Get your motor runnin' for a wind-in-your-hair parallel ride alongside this country's history of the automobile

There was only one way to top that first Harley-Davidson exhibit.
The Studebaker National Museum put Harley-Davidson alongside a vintage collection of all the American-made motorcycles — Harley-Davidson, Indian, Yale, Excelsior and Victory — on exhibit for the next six months for a wind-in-your-hair parallel ride alongside this country’s history of the automobile.
“We wanted to come up with (an) American-made motorcycle collection, so we came up with these,” Studebaker Museum facilities manager Don Filley says about the exhibit he designed.
“These” hit your eyes right at the doorway in the form of a gray 1910 Yale Single, which looks more like a sleek-old-style bicycle on oversized wheels with a postbox-shaped carrier case and a saddle leather seat.
The 1910 Yale Single sits with two other Yale models and a 1916 Reading Standard, an old, two-wheeled bicycle-design model powered by a V Twin side valve 72-cubic-inch engine that is showing its age with some rust on the wheels. Reading Standard was among the pioneers of motorcycle manufacturing, beginning operations in 1903.
Then there’s the 1927 Indian Scout 45, which made its debut on the road in 1920 with a 37-cubic-inch engine, and introduces the Indian motorcycle manufacturer to the exhibit alongside its brother model, a sparkling, beige and turquoise two-toned 1941 Indian Chief and its bullet-shaped sidecar.
“We really wanted to kind of look back at the early history,” Studebaker Museum archivist Andy Beckman says. “At first, they looked like bicycles, but you see the evolution of body style here.”

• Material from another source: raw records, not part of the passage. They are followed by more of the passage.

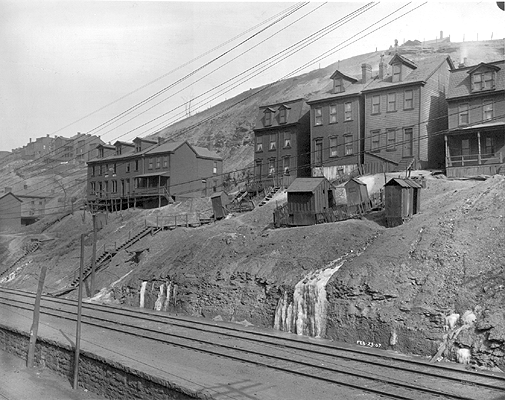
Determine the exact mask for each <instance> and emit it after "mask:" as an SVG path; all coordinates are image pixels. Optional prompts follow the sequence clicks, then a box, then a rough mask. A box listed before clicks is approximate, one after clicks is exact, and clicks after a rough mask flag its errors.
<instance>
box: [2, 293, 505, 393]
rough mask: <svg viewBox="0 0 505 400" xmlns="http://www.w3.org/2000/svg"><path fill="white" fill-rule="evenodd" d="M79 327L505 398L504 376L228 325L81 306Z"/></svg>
mask: <svg viewBox="0 0 505 400" xmlns="http://www.w3.org/2000/svg"><path fill="white" fill-rule="evenodd" d="M34 298H35V295H34V294H32V293H27V292H21V291H14V290H8V289H0V304H4V305H7V306H10V307H17V308H22V309H26V310H32V309H33V303H34ZM41 313H43V314H47V315H51V316H55V317H58V318H65V319H69V320H75V319H76V302H75V301H72V300H67V299H60V298H53V297H49V296H43V298H42V302H41ZM82 322H83V323H85V324H89V325H94V326H97V327H100V328H102V329H103V328H106V329H109V330H113V331H117V332H122V333H126V334H129V335H134V336H138V337H142V338H145V339H146V340H153V341H156V342H161V343H164V344H166V345H172V346H178V347H182V348H186V349H189V350H193V351H200V352H204V353H207V354H212V355H214V356H218V357H223V358H226V359H232V360H235V361H240V362H244V363H249V364H254V365H257V366H260V367H264V368H270V369H274V370H277V371H283V372H287V373H291V374H296V375H299V376H303V377H305V378H310V379H314V380H318V381H322V382H327V383H333V384H336V385H341V386H345V387H347V388H352V389H355V390H357V391H360V392H368V393H371V394H374V395H377V396H384V397H386V398H395V399H409V400H411V399H467V400H468V399H475V400H485V399H490V400H495V399H496V400H499V399H505V375H503V374H493V373H487V372H480V371H468V370H465V369H461V368H458V367H457V366H452V365H450V364H430V363H428V362H425V361H422V360H416V359H413V358H406V357H402V356H400V355H395V354H391V353H388V352H385V351H383V350H376V349H365V348H360V347H355V346H351V345H346V344H338V343H335V342H329V341H326V340H319V339H311V338H306V337H299V336H296V335H292V334H286V333H284V332H272V333H268V332H265V331H260V330H255V329H247V328H243V327H239V326H228V325H226V324H217V323H212V322H209V321H205V320H196V319H192V318H183V317H179V316H172V315H169V314H167V313H161V312H149V311H145V310H139V309H135V310H130V309H125V308H120V307H114V306H105V305H100V304H89V303H84V304H83V318H82Z"/></svg>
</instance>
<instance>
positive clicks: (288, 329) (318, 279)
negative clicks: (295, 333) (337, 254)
mask: <svg viewBox="0 0 505 400" xmlns="http://www.w3.org/2000/svg"><path fill="white" fill-rule="evenodd" d="M343 264H344V259H343V258H338V259H336V260H334V261H332V262H330V263H329V264H328V265H327V266H326V267H325V268H323V269H320V270H317V271H314V272H311V273H309V274H307V275H306V276H305V277H304V278H303V279H302V280H301V281H300V282H298V283H297V284H296V286H295V290H294V293H293V300H292V301H289V299H288V293H287V292H284V295H283V297H281V298H280V299H279V303H278V304H277V308H276V310H275V320H274V329H278V330H281V331H285V332H293V333H297V334H298V335H307V336H314V337H321V335H324V334H325V331H326V303H327V301H326V284H327V283H328V281H329V280H330V278H331V276H332V275H333V274H334V273H335V272H337V271H338V269H339V268H340V267H341V266H342V265H343Z"/></svg>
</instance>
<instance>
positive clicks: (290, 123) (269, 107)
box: [254, 99, 309, 131]
mask: <svg viewBox="0 0 505 400" xmlns="http://www.w3.org/2000/svg"><path fill="white" fill-rule="evenodd" d="M281 106H284V108H287V109H289V112H288V113H287V121H286V123H285V124H279V121H278V120H277V118H272V120H271V122H272V124H271V125H268V126H264V113H265V109H267V108H268V109H269V110H270V111H272V112H276V111H278V110H279V108H280V107H281ZM308 111H309V106H308V105H307V103H305V99H296V100H288V101H283V102H278V103H275V104H266V105H263V106H260V107H259V112H258V114H257V117H256V125H255V128H254V130H255V131H256V130H259V129H272V128H278V127H282V126H286V125H291V124H296V123H298V122H299V121H300V119H301V118H302V117H303V116H304V115H305V113H307V112H308Z"/></svg>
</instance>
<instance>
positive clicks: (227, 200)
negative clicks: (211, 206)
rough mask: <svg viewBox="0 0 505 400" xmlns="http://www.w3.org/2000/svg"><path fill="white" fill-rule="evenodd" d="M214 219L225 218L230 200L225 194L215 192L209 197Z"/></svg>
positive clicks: (226, 195)
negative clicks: (213, 211)
mask: <svg viewBox="0 0 505 400" xmlns="http://www.w3.org/2000/svg"><path fill="white" fill-rule="evenodd" d="M210 200H211V202H212V209H213V210H214V217H215V218H216V219H221V218H224V217H226V214H227V212H226V206H227V205H228V204H229V203H230V199H229V197H228V194H227V193H226V192H216V193H213V194H212V195H211V196H210Z"/></svg>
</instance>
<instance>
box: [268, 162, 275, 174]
mask: <svg viewBox="0 0 505 400" xmlns="http://www.w3.org/2000/svg"><path fill="white" fill-rule="evenodd" d="M273 175H275V158H271V159H270V160H268V176H273Z"/></svg>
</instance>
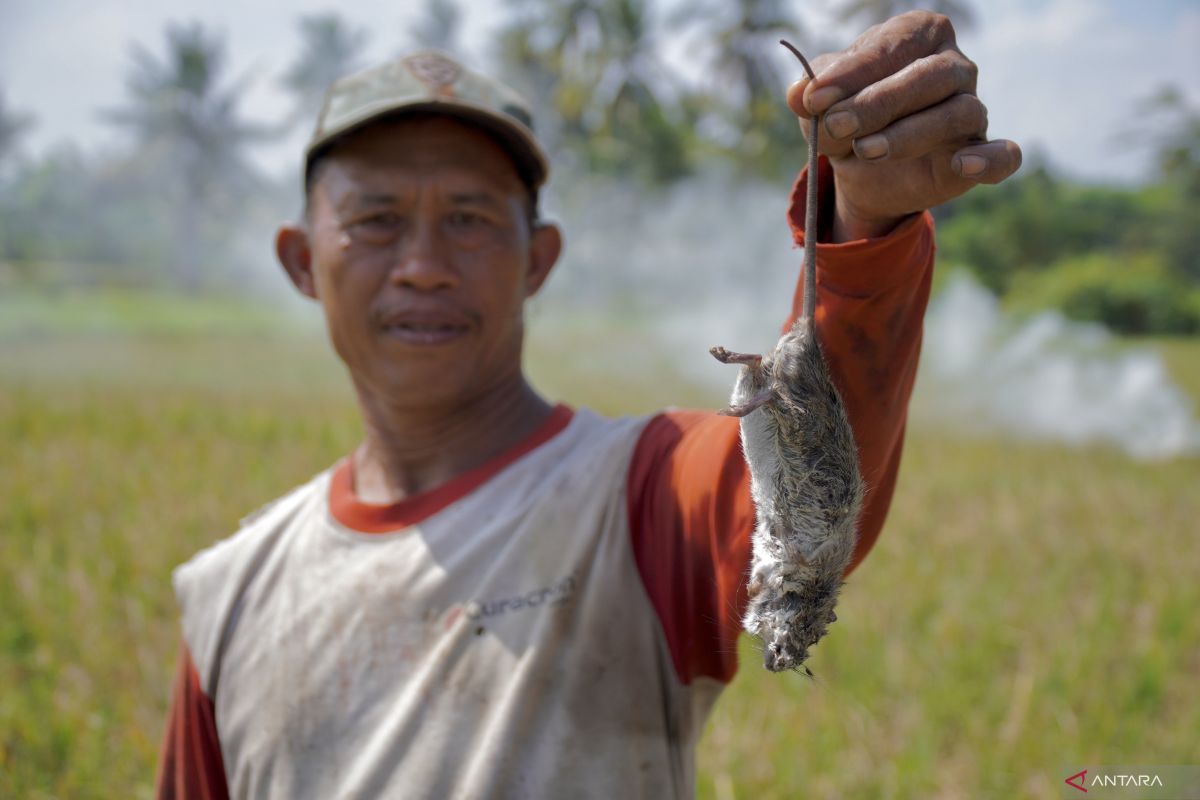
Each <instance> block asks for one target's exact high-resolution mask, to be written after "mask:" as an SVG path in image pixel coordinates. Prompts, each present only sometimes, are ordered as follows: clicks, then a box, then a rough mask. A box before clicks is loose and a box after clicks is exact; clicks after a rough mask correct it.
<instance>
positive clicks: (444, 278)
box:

The atmosphere of a vintage collection hovers over the relationship between Harley-Davidson and Indian during the early years. The motorcycle icons faced head-to-head battles throughout the 1930s and ’40s, with both companies offering a wide product line.
Indian put out motorcycles with both twin and four-cylinder models, while Harley-Davidson featured smaller, single-cylinder bikes along with its twin-engine models. The color spectrum also expanded during this era, and both companies matched each other with mechanical modernizations that improved reliability and comfort, such as the Indian Chief line featuring a plunger rear suspension system that greatly improved ride quality.
And both companies transitioned to military production to make rides for soldiers during World War II — American and foreign. Harley-Davidson produced nearly 90,000 bikes for the U.S. Army, while Indian built more than 40,000 bikes, with most being shipped to the Russian army.
But while Harley-Davidson grew during the post-war years by opening new plants and introducing new models, Indian experienced a bad run of quality issues and sales plummeted. Indian ceased production of its traditional models in 1953 and continued selling its line of Bath motorcycles through the 1960s.
“It’s just interesting to see how the technologies advanced,” Beckman says. “Harley was getting the overhead valve knucklehead engine, and Indian was perfectly happy with the flathead. But Indians were much easier to ride with the softer tail, the rear suspension, where Harley kept the hard tail until the ’50s.”
Each U.S. motorcycle manufacturer in history is represented — Harley-Davidson, Indian, Excelsior, Victory and Yale — in vintage bikes all loaned to the Studebaker exhibit by local collectors.
“Just collectors around the area,” Filley says.
One of those, says Beckman, was talking about how he defied age and still took his vintage collection bikes out for a spin when Studebaker hosted the Harley exhibit in 2009 that drew “a great turnout” and prompted the current expanded sequel — which runs through May 10.
“The gentleman who loaned some of the early bikes, he still rides,” Beckman says of Bruce Lindsay. “The last time we did the Harley show, somebody approached him and asked if he still rode any of the old bikes, and he said, ‘Oh yeah, I still go out and ride my 1900s-era bikes.’
“Wow,” Beckman says, “that’s dedication.”